Вообще-то мне, как обычно, в Альпы. И по поводу этого направления на мне, кроме рюкзака, болтаются лыжи. Если их рассматривать не в качестве транспорта, но в качестве аксессуара, то городу вне времени года должно быть все равно. И вообще, все всему равно, как нас научили постмодернисты. Не все ли равно, как проникать в Лувр – через пирамиду, куб, или шар? Впрочем, я предпочитаю проникать со служебного входа. Мне там без очереди и бесплатно. Редкое место на земле, где пресс-карта приносит пользу. Блин, с лыжами в Лувр не пустят. Не потому, что жрецы искусства против зимних видов спорта, а потому что там у них, – я помню, – слишком маленькое расстояние от сканера до стенки.
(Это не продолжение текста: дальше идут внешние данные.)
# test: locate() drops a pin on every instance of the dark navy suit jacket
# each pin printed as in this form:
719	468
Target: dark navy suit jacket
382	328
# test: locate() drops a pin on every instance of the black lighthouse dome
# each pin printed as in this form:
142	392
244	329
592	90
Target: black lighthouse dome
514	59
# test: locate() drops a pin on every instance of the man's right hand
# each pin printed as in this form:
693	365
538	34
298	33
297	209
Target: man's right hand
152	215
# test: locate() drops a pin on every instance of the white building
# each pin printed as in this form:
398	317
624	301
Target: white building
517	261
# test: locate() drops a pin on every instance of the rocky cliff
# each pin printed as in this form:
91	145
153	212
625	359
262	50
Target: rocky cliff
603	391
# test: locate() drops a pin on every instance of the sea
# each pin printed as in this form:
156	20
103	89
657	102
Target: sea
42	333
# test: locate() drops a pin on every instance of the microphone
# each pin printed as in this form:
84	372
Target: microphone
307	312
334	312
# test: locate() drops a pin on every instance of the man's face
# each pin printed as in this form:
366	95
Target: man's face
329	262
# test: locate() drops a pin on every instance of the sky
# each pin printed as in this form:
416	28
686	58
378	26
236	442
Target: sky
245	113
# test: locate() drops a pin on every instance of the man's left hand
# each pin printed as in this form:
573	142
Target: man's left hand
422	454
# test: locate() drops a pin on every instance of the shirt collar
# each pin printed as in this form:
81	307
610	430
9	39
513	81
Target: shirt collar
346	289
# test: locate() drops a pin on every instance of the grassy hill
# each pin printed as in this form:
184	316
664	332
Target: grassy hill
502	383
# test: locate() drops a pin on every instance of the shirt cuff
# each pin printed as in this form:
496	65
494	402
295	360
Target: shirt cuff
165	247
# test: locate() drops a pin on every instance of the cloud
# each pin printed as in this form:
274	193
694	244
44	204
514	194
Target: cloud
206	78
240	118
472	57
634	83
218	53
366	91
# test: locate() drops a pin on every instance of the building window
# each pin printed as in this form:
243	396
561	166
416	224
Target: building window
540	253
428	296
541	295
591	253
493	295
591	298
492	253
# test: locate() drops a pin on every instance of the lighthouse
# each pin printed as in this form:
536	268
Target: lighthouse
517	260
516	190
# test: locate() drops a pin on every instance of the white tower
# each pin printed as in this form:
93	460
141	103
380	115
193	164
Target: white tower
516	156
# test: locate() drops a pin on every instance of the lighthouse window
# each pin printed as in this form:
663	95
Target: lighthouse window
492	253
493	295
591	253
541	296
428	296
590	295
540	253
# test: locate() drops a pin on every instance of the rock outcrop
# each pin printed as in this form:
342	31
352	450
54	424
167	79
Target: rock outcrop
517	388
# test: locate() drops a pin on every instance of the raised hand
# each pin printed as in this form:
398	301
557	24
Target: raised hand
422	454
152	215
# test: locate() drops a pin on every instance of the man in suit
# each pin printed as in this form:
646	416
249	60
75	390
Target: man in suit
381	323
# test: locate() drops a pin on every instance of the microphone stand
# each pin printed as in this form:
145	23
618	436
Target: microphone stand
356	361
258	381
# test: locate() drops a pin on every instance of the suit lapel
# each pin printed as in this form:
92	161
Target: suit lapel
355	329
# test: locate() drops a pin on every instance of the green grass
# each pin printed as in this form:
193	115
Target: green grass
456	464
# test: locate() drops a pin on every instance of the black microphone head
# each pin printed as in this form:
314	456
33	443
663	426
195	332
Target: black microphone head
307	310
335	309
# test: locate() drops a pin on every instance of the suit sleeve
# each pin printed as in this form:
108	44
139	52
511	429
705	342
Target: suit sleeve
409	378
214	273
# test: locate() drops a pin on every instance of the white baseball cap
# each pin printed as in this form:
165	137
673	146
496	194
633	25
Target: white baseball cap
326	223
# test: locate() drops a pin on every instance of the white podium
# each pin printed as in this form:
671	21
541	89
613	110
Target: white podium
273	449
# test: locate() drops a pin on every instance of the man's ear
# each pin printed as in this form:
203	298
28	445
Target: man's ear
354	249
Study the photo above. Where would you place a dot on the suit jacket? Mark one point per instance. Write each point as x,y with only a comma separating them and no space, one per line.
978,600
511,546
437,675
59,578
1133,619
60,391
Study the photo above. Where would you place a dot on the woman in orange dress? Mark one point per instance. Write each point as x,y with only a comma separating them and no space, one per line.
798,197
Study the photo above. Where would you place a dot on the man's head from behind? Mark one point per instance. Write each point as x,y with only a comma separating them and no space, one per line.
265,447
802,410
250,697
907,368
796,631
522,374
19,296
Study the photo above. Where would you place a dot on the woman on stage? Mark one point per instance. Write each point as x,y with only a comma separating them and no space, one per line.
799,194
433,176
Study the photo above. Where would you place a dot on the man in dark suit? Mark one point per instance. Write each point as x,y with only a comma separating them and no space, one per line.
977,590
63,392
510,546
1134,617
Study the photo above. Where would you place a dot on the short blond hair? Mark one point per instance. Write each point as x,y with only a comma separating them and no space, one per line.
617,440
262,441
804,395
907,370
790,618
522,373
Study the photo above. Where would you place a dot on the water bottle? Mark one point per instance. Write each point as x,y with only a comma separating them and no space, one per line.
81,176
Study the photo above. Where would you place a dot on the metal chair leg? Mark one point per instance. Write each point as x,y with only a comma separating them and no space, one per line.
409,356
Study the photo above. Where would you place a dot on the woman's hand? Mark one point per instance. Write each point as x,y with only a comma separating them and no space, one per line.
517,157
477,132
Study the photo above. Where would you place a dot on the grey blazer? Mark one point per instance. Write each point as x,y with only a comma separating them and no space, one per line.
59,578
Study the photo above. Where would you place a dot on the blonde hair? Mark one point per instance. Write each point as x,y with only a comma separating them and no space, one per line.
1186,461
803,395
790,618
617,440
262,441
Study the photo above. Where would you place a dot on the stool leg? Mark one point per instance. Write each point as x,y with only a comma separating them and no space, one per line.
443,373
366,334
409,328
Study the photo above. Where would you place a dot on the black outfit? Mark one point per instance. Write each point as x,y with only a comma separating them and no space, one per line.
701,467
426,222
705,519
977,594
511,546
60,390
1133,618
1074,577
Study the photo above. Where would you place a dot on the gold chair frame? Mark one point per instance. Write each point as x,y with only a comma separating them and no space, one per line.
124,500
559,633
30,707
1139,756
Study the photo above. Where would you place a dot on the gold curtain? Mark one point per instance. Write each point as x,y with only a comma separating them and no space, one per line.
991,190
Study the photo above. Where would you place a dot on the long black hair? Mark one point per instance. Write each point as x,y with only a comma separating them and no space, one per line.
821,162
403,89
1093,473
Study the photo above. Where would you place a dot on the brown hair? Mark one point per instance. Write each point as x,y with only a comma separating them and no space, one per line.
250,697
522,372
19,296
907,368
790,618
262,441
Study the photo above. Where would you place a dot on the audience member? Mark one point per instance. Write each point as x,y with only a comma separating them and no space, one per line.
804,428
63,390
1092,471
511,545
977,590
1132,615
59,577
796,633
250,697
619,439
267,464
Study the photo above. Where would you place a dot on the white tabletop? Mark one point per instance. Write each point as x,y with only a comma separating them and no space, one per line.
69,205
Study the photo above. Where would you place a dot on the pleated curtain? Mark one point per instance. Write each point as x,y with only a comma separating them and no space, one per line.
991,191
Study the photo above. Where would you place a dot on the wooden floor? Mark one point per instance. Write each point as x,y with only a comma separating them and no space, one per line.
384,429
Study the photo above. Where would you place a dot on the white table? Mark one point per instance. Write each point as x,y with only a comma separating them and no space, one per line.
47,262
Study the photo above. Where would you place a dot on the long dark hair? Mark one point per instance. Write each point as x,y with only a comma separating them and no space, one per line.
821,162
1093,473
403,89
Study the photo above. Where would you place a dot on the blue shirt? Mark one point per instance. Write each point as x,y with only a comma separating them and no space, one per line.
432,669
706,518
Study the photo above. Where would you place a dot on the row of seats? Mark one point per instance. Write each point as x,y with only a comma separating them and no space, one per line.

То есть лыжи засунуть в сканер, такой, как в аэропорту, можно, а вытащить будет нельзя.
II.
Я уже шел здесь вот так однажды, вдоль берега Сены от Лионского вокзала, мимо Люксембургского сада, к бульвару Распаль. С теми же лыжами, кстати. Год не вспомню, а временем года был март. Двадцатое марта. Чтоб не беспокоить демонов воспоминаний, перехожу на противоположный берег. Сменить маршрут.
Часть нового маршрута должна пройти через виртуальную рельность. Мне нужна розетка и wi-fi… Иду в Макдональдс на Риволи, чтобы превратить фастфуд в модем, выхожу его посредством в интернет, нахожу адреса хостелов, выбираю ближайший. Кто обладает ноутбуком и розеткой, тот всегда найдет крышу над головой. Да, еще надо бы иметь 25 евро за койку на ночь. Это не проблема. Кто обладает розеткой и ноутбуком, тот всегда сможет заработать свои 25 евро.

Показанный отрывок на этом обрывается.